On his final visit as defense chief to Afghanistan earlier this month, Gates told troops that the ”success of the mission should override everything else because the most costly thing of all would be to fail. Now that does not preclude adjustments in the mission or in the strategy. But ultimately the objective has to be success.” A week later, he told NATO it was failing as a partnership, largely due to a lack of defense capabilities and spending among its European members. That, he said, has resulted in a backlash in America. “The blunt reality is that there will be dwindling appetite and patience in the U.S. Congress … to expend increasingly precious funds on behalf of nations that are apparently unwilling to devote the necessary resources or make the necessary changes to be serious and capable partners in their own defense.”

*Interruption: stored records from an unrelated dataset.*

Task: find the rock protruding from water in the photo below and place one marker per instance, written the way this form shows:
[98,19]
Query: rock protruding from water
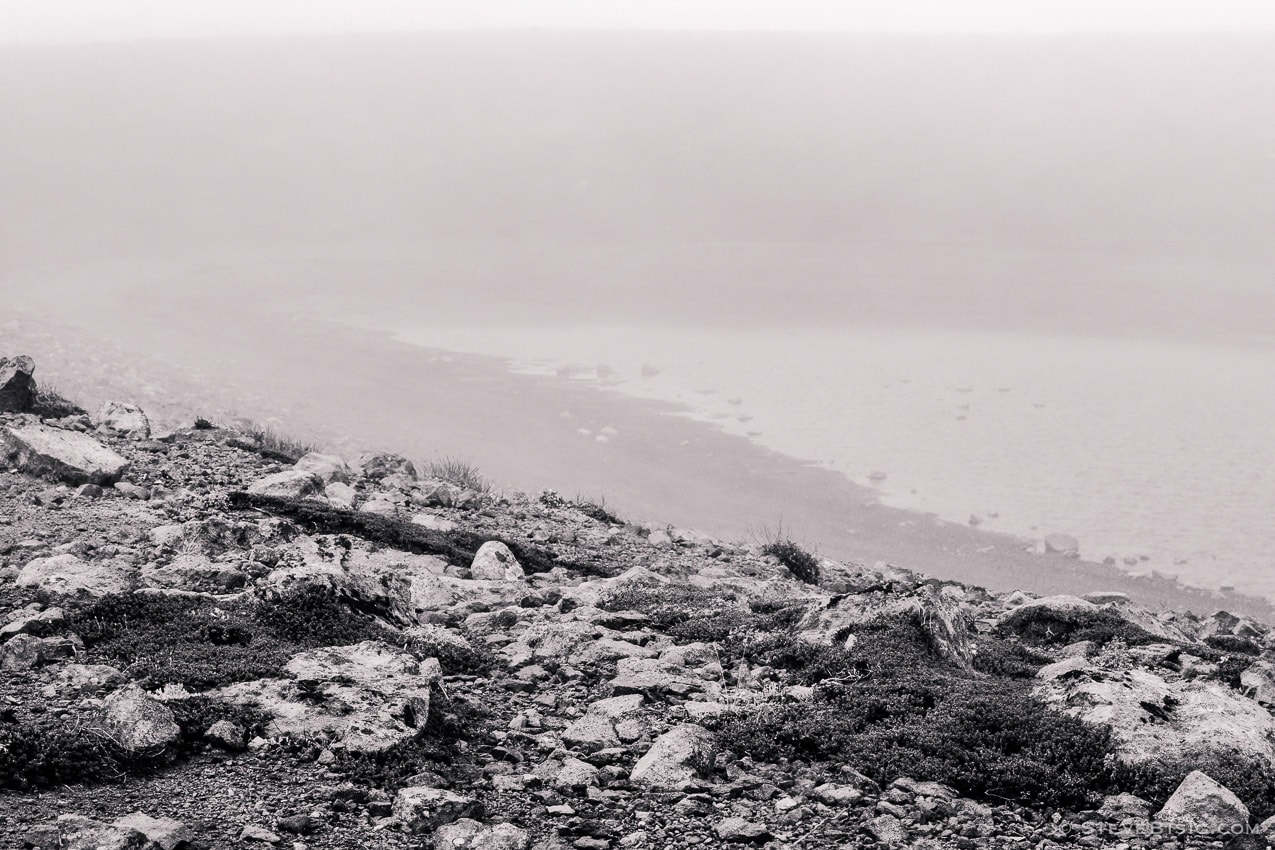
[17,385]
[1062,544]
[1204,806]
[64,455]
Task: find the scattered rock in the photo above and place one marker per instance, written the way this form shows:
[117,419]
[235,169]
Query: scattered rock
[123,419]
[1201,804]
[370,696]
[1062,544]
[495,562]
[165,834]
[425,809]
[291,483]
[675,758]
[138,721]
[65,575]
[738,830]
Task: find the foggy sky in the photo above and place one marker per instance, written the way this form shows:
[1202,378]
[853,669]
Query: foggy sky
[87,21]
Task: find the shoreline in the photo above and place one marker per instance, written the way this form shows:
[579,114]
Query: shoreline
[663,468]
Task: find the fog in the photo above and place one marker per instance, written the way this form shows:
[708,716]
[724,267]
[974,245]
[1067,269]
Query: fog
[921,154]
[242,227]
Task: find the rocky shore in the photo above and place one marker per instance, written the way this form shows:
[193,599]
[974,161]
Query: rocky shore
[214,639]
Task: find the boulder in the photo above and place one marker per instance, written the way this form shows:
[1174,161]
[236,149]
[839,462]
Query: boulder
[675,760]
[369,696]
[945,621]
[79,832]
[738,830]
[38,623]
[425,809]
[63,455]
[291,483]
[379,467]
[1118,807]
[1172,723]
[195,572]
[65,575]
[138,721]
[27,651]
[17,385]
[468,834]
[328,468]
[1202,806]
[165,834]
[495,562]
[124,419]
[597,728]
[1062,544]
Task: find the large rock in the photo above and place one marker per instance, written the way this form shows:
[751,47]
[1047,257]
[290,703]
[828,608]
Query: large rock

Amen, Mr. Secretary. But if Obama’s policies toward Afghanistan have arrested the slide toward defeat, they have not truly defined what anyone in Washington means by “success” in Afghanistan. Obama’s announcement on Wednesday may try to do this — hopefully, avoiding promises that Afghanistan will be an advanced democracy any time soon. But Obama’s words will first be put through the nonsensical filter of the American election cycle by Washington’s warring tribes before anyone bothers to consider the implications on the actual Southwest Asian battlefield. That’s a pity. But let’s look at the two dominant definitions of success inside the Beltway.
On one side, the strange bedfellows of liberals and Tea Party no-nothings would define success as ending the war as soon as possible, albeit for different reasons. While Democrats will cite morality, in both cases these factions really are focused on the costs involved: For Dems, a penny saved on the battlefield is a penny not conceded in deficit reduction talks, while for the Tea Party, spending money on wars in lands they can’t identify on maps is simply not a good use of taxpayer funds (if there is such a thing).
On the other side, an almost as odd collection of old-line conservatives and Obama supporters, including Obama’s 2008 GOP rival Sen. John McCain, want a slow withdrawal that doesn’t cause a stampede for the exit by Britain and other NATO coalition members and that gives the Afghan government time to train up a few more brigades of competent infantry. This may or may not be possible, but 2014 is this camp’s goal for making it happen.
Obama has proven himself happy to punt when it comes to taking controversial decisions on domestic policy, allowing Congress to hash out the details of health care, financial reform and climate policy, to name just a few. But on foreign policy, he’s acted far more forcefully. As such, he’s likely to stick to his guns, announcing the start of a drawdown of the surge — perhaps 5K-to-10K troops, and being extremely vague on the pace of future withdrawals. Already, he’s couched the 2014 “handover” goal in conditional “facts on the ground” measurements. He may also be quite satisfied to watch the GOP fight among itself over these policies since the splits in the legislative caucus are mirrored among the band of blowhards currently vying for the party’s nomination.
And on the war front? Happily, there is a good deal of evidence that a smaller U.S. footprint at this point may serve both aims. Major Mike Few, editor of Small Wars Journal and an Army officer who has served in Iraq and Afghanistan repeatedly, writes that less often means more in such conflicts, particularly at late stages. ”Sometimes with more, we merely attack the symptoms creating short-term visible gains rather than attacking the root problems,” Few writes. But “when the intervention force is constrained by force size and resources ….the commanders are forced to adapt, and the result is often a period of deep-reflection, ingenuity, and creativity.”
Let’s hope he’s right – because whatever faction wins the spinning contest tomorrow, doing more with less looks like the plan for Afghanistan.